Cat Among The Pigeons
- First edition
- Author: Julia Golding
- Language: English
- Series: Cat Royal
- Genre: Children's novel
- Publisher: Egmont
- Publication date: 2006
- Publication place: United Kingdom
- Media type: Print (Hardback & Paperback)
- Pages: 400pp
- ISBN: 1-4052-2423-1
- OCLC: 69732816
- Preceded by: The Diamond Of Drury Lane
- Followed by: Den of Thieves

= Cat Among the Pigeons (Golding novel) =

2006 novel by Julia Golding

Cat among the Pigeons is a young adult novel by Julia Golding, first published in the United Kingdom in 2006 by Egmont Publishing, and by Roaring Brook Press in 2008 in the United States. It is a story about Pedro the slave's fight for freedom. The main character is Cat, a girl of around 12 who is Pedro's best friend.

==Plot summary==
It is London in the late 18th century, and slavery has just been ruled illegal in England but is still common in the British West Indies. Pedro's old slave master, Mr. Hawkins, comes to London and tries to reclaim Pedro as one of his properties. He is at first thwarted by Cat, but he vows to return.

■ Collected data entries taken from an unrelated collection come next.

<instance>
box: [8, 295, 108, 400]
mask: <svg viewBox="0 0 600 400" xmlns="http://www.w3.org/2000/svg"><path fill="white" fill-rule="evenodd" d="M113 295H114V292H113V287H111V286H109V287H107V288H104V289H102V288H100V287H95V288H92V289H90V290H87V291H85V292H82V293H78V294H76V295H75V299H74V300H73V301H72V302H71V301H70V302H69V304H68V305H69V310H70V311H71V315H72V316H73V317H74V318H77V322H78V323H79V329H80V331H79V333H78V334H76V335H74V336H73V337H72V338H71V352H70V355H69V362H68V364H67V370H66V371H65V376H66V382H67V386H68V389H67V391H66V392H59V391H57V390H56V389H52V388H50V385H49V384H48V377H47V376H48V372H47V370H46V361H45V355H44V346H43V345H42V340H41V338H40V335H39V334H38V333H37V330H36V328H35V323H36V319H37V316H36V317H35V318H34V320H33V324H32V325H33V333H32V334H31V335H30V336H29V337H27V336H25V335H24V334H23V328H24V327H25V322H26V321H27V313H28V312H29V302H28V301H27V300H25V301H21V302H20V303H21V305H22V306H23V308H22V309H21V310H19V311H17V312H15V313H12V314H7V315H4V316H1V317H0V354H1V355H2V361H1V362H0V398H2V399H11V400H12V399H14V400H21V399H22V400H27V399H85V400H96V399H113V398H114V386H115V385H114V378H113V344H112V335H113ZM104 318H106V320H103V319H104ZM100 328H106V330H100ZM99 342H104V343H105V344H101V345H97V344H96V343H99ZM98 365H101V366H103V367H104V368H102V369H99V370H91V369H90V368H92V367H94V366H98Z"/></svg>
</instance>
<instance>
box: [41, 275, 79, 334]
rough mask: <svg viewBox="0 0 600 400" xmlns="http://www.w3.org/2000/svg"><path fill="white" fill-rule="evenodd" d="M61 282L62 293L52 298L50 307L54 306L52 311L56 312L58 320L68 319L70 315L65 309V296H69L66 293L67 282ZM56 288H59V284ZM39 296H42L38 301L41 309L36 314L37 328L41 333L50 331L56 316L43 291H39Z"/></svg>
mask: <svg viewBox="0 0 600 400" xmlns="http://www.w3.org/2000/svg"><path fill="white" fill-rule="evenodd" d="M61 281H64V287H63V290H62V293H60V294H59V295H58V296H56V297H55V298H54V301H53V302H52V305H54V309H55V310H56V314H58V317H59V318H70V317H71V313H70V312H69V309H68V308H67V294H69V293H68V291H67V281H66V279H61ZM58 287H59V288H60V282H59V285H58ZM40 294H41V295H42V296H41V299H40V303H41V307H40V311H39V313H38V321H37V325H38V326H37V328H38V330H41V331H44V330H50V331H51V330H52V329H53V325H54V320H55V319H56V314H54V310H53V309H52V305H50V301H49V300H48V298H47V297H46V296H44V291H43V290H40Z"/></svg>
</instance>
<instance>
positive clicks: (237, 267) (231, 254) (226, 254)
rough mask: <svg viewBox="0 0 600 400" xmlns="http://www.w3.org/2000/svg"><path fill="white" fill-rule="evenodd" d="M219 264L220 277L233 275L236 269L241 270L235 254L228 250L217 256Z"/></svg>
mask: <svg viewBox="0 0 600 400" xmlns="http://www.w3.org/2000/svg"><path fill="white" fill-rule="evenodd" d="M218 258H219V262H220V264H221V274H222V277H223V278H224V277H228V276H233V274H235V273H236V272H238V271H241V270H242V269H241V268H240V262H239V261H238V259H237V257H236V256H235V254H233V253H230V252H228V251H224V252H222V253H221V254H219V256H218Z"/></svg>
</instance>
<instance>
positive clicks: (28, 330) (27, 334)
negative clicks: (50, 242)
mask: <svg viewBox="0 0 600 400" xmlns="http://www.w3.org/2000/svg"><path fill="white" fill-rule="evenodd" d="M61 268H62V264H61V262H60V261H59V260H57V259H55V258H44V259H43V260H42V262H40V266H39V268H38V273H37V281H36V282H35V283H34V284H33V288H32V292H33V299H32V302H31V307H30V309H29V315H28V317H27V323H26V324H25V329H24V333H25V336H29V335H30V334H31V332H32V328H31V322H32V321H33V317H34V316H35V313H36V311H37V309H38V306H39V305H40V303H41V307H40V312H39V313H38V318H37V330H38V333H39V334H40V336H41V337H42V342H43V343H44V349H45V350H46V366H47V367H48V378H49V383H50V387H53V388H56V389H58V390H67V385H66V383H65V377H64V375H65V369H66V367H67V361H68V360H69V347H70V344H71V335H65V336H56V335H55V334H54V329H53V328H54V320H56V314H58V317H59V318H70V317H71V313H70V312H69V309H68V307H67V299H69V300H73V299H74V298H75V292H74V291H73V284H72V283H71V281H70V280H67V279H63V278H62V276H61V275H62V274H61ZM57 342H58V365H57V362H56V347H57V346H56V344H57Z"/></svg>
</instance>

Pedro's friends, Cat, Frank, Lizzie, Syd and the gang try to secure his freedom. Cat finds trouble following her once more as she is chased around London by the Bow Street Runners, coming for her arrest for biting Mr Hawkins after he taunted her. Disguising herself as a boy with the help of her friends, Frank and Charlie, she enters an aristocratic boarding school and learns Latin and fencing, things that girls are never taught. Cat is bullied for being clever and a 'pretty boy' by Richmond, the son of a plantation owner. When they find Cat with a medallion abhorring slavery Richmond and his gang beat Cat up. When Syd arrives, he's furious and wants to take Cat home immediately, but soon realises that she's safe where she is as the Bow Street Runners are still looking for her.

Meanwhile, Pedro is caught and held by Billy Shepherd for Mr Hawkins. Cat finds out where he is, but can't inform the police as she has no proof against Mr Hawkins. As Mr Hawkins is about to set sail with Pedro on board, Cat arrives with Lizzie, Frank, Mr Equaino and the Duchess to rescue Pedro. The Magistrate is called and Cat blackmails Mr Hawkins into setting Pedro free.